Sincericidas

28 de diciembre 2024 - 03:06

Residen en el aragonés cualidades comunes con el andaluz que confirmo cada vez que viajo a Zaragoza y me relaciono con sus gentes. Una es el recibimiento de brazos abiertos, con un escrutinio del extranjero apenas superficial, sin miedo a enfrentarse a esa situación en la que se descubre que se ha acogido en el grupo a un gilipollas.
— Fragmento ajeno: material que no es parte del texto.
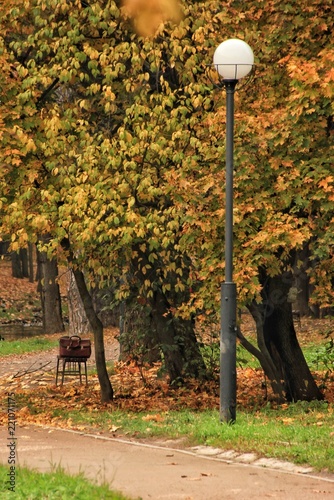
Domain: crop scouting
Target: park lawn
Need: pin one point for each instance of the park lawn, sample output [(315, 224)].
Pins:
[(56, 485)]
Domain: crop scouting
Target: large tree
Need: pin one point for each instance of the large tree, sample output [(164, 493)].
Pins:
[(123, 164)]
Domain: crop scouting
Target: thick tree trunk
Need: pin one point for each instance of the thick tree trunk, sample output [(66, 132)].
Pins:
[(16, 265), (31, 262), (177, 341), (175, 336), (97, 327), (50, 294), (282, 344), (78, 321)]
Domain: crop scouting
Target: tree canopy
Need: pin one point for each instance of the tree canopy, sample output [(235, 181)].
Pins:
[(114, 142)]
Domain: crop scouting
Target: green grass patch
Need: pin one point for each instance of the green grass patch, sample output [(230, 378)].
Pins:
[(26, 345), (32, 485)]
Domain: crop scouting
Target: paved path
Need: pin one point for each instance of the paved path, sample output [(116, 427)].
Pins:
[(157, 472)]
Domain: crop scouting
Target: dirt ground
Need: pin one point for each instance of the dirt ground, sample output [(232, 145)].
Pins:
[(153, 469)]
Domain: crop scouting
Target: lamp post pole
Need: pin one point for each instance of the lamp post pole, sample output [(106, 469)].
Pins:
[(233, 60), (228, 303)]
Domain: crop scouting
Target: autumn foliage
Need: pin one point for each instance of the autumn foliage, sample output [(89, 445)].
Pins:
[(113, 142)]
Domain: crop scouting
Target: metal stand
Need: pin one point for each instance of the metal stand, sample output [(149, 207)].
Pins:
[(71, 367)]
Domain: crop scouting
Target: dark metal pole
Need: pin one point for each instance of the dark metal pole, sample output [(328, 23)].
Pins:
[(228, 375)]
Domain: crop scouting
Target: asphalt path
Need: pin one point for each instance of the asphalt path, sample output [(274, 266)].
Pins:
[(156, 472)]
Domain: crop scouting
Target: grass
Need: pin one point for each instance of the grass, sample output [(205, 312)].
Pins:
[(27, 345), (56, 485)]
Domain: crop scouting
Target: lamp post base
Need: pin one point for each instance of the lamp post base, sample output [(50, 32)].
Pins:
[(228, 337)]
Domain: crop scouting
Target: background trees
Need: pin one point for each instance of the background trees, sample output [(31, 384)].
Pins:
[(118, 155)]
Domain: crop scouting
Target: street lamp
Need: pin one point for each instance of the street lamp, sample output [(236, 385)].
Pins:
[(233, 60)]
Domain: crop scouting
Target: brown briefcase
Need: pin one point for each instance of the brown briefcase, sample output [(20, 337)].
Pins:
[(75, 347)]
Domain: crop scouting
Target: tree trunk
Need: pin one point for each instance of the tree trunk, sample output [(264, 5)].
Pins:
[(78, 321), (16, 265), (282, 344), (97, 327), (50, 294), (31, 262), (177, 341)]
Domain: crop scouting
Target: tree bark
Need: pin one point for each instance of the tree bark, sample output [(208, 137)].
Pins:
[(50, 294), (16, 265), (177, 341), (275, 324), (107, 392), (78, 321)]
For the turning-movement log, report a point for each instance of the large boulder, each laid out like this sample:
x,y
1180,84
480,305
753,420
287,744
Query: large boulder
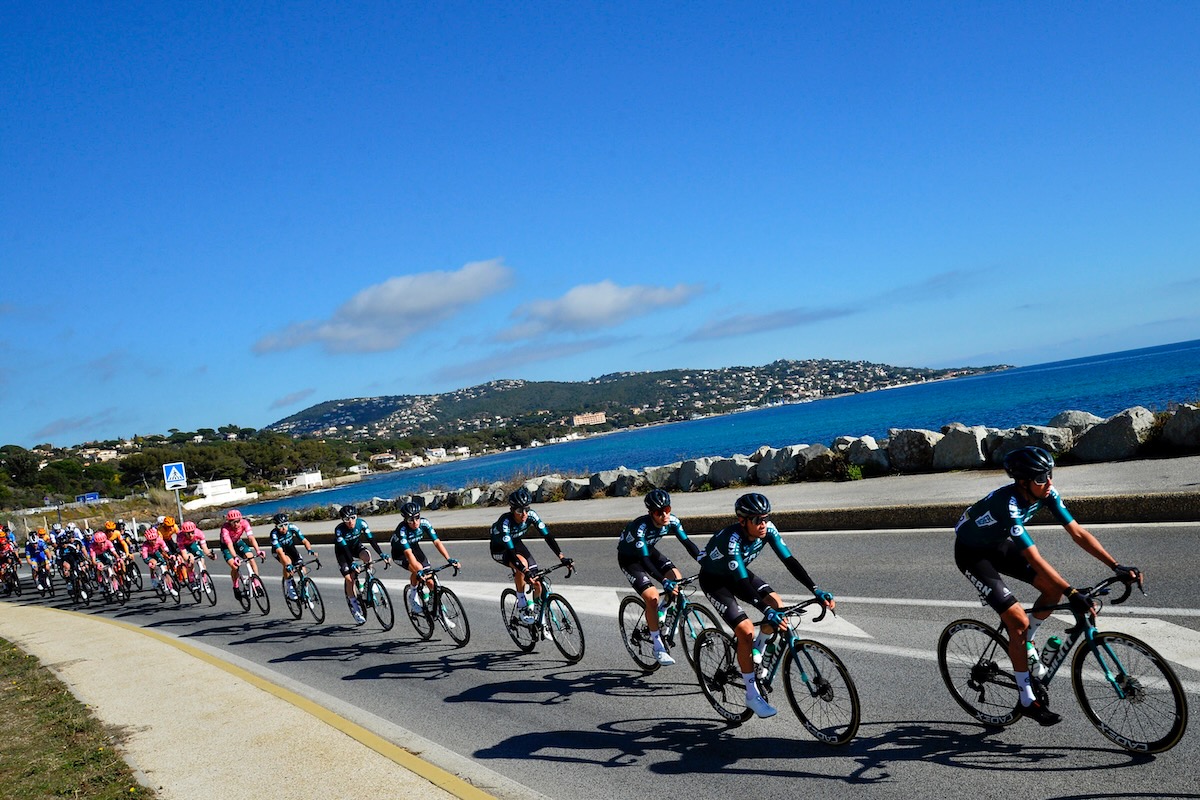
x,y
730,471
1001,443
1119,437
911,450
694,473
1078,421
1182,428
960,447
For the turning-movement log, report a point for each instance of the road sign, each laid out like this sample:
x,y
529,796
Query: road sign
x,y
174,475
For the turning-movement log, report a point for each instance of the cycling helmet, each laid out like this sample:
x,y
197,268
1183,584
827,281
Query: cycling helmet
x,y
751,505
658,500
1029,464
521,499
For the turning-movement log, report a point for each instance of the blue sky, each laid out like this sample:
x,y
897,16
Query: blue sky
x,y
219,214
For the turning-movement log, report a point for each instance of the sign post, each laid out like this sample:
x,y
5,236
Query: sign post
x,y
174,475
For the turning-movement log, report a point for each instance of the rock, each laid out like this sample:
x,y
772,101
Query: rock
x,y
1078,421
1182,429
730,471
960,447
911,450
1116,438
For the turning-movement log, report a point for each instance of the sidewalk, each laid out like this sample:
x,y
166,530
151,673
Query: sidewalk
x,y
172,746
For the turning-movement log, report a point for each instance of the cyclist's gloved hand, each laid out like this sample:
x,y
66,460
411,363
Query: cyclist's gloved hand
x,y
1079,602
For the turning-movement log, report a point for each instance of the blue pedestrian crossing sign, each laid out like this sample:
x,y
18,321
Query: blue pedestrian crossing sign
x,y
174,475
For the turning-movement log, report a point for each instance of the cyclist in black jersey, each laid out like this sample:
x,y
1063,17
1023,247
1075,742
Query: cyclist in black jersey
x,y
991,541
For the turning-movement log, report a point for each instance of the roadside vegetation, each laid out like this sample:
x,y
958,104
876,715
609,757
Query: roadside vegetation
x,y
51,746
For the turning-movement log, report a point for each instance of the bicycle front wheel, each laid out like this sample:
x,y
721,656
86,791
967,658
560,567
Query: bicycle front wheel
x,y
522,635
697,619
821,692
454,617
381,603
720,680
973,661
312,601
635,632
1129,693
564,627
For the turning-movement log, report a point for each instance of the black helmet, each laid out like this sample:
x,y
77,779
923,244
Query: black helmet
x,y
751,505
1029,464
658,500
520,499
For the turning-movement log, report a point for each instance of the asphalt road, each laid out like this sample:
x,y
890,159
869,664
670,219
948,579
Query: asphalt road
x,y
601,728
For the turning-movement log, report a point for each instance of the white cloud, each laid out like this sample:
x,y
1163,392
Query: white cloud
x,y
594,306
383,317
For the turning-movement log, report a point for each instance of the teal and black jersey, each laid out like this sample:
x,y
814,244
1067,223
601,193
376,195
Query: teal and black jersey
x,y
1000,517
642,535
405,536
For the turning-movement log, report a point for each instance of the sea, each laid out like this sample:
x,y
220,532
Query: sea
x,y
1156,378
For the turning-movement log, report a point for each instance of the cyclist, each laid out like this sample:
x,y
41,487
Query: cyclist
x,y
726,578
991,541
406,548
238,542
283,545
507,547
640,559
348,546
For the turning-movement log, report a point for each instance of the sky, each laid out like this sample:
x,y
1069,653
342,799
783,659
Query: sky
x,y
225,212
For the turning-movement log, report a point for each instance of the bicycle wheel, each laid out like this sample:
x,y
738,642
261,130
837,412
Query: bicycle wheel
x,y
259,590
720,680
973,661
635,633
292,599
421,620
697,619
522,635
1150,714
454,617
821,692
381,603
207,587
564,627
312,601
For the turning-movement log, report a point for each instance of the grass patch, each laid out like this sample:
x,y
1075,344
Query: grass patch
x,y
51,746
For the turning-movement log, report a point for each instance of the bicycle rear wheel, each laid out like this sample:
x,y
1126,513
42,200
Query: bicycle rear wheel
x,y
697,619
310,596
381,603
292,599
821,692
720,680
635,632
1150,714
564,627
522,635
973,661
454,617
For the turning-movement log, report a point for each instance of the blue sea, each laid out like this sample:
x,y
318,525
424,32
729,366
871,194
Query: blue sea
x,y
1104,384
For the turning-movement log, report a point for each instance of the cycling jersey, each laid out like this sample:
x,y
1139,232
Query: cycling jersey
x,y
1000,517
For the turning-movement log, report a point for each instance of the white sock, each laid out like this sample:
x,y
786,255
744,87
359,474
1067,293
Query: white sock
x,y
1023,685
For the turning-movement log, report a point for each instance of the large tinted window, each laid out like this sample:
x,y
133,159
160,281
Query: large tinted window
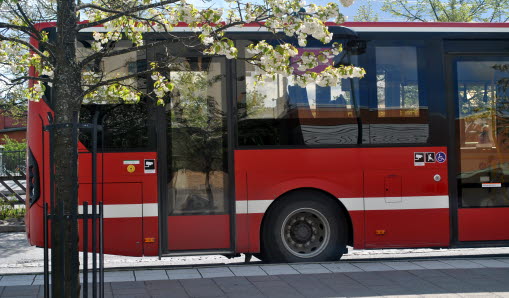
x,y
282,113
398,112
127,126
483,128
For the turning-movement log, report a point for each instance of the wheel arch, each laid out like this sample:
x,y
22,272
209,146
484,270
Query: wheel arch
x,y
284,196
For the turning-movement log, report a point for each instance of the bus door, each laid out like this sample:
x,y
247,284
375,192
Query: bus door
x,y
196,183
480,88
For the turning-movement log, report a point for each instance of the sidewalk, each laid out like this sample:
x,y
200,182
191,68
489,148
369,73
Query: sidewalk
x,y
435,278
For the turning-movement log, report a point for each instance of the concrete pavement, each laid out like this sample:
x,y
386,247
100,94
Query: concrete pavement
x,y
479,282
481,277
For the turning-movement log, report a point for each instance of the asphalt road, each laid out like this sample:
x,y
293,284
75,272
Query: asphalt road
x,y
16,256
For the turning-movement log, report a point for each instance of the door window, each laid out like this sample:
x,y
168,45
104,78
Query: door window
x,y
197,143
483,124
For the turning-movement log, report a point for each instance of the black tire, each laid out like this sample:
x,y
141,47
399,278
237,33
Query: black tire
x,y
304,226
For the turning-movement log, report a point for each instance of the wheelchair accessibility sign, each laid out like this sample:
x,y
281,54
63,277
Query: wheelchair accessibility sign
x,y
423,158
441,157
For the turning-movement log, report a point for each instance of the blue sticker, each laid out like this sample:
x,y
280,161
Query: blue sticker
x,y
440,157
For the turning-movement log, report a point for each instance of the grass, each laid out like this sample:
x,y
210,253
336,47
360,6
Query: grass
x,y
7,211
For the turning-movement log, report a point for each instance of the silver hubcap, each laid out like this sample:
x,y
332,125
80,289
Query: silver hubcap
x,y
305,232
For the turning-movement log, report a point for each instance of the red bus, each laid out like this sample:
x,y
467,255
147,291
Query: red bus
x,y
415,154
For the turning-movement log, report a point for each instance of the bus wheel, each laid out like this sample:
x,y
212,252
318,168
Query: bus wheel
x,y
304,227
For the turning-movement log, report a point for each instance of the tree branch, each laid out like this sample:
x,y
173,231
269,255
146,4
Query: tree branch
x,y
24,78
20,41
117,80
119,14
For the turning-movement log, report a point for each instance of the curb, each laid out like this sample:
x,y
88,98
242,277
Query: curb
x,y
12,229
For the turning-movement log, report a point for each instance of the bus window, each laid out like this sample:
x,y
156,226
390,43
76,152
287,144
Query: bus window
x,y
127,126
483,123
196,134
282,113
399,114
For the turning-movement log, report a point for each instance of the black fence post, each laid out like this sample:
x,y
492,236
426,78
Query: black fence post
x,y
58,217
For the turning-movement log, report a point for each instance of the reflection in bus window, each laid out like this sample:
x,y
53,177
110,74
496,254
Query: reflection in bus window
x,y
282,113
399,115
197,151
127,126
483,123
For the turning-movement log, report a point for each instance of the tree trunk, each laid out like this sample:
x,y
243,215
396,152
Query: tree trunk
x,y
65,102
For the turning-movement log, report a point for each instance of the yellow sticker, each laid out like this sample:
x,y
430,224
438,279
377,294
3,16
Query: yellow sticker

Llegado el caso, afloran ciertas diferencias, porque mientras el andaluz divaga, el aragonés castiga sin ambages y te suelta un sopapo dialéctico que invita al recogimiento eterno en el Monasterio de Veruela para curarse no los pulmones como Bécquer, sino la dignidad hecha añicos.

Comunes son también entre ambos las ganas de disfrutar de la vida, ese lenguaje de la calle, que es el lenguaje del abrazo temprano y la alegría del encuentro, ya sea con la cervecita en el Tubo, el niño en los Sitios, el gin-tonic de Botanic o el montadito de pringá en Las Columnas. Hay en el aragonés, además, altas dosis de nobleza como pocas se registran en los medidores del resto de españoles. El andaluz es noble, sí, pero prostituye la virtud esa picaresca que los compatriotas nos hemos empeñado en convertir en orgullo nacional y que no es otra cosa que sinvergonzonería.

Poco a poco, uno cae en la cuenta de que, sin embargo, el aragonés lleva cometiendo crímenes de lesa humanidad desde que conformó su identidad como pueblo. Es la sinceridad su mayor problema por exceso, no por defecto, y ejemplo de que hasta la moral requiere de ciertos límites. Yo mismo he visto los cadáveres de valencianos, andaluces, gallegos y castellanomanchegos tirados en las cunetas de las carreteras aragonesas, todos víctimas de este exceso de sinceridad, que es, digámoslo alto y claro, sincericidio. Así, si usted algún día se siente feo, absténgase de preguntarle al aragonés si lo está porque no solo le contestará que sí, sino que hace tres años era más guapo.

Mi suegra se ha cambiado el sofá. Hace unos días fui a Ikea con Olimpia para comprarle, de sorpresa, unos cojines nuevos. Hubo bronca porque este afán generoso nos hizo llegar media hora tarde a una cena. El momento de la revelación se antojaba ilusionante. ¿Te gustan? No, no me gustan, dadme el ticket y los devuelvo. Olimpia impasible; yo, tembloroso, sacando el ticket de mi bolsillo y tendiéndoselo. La vida sigue igual para esta gente que es incapaz de adornar la verdad con cierto cariño. Hay unos cojines que han sido devueltos, hay un dinero que ha sido reembolsado y hay un andaluz que esa noche se metió en la cama y lloró muy bajito. No fuera a ser que la futura esposa le dijera lo que es: un llorón, y que hace tres años lloraba menos.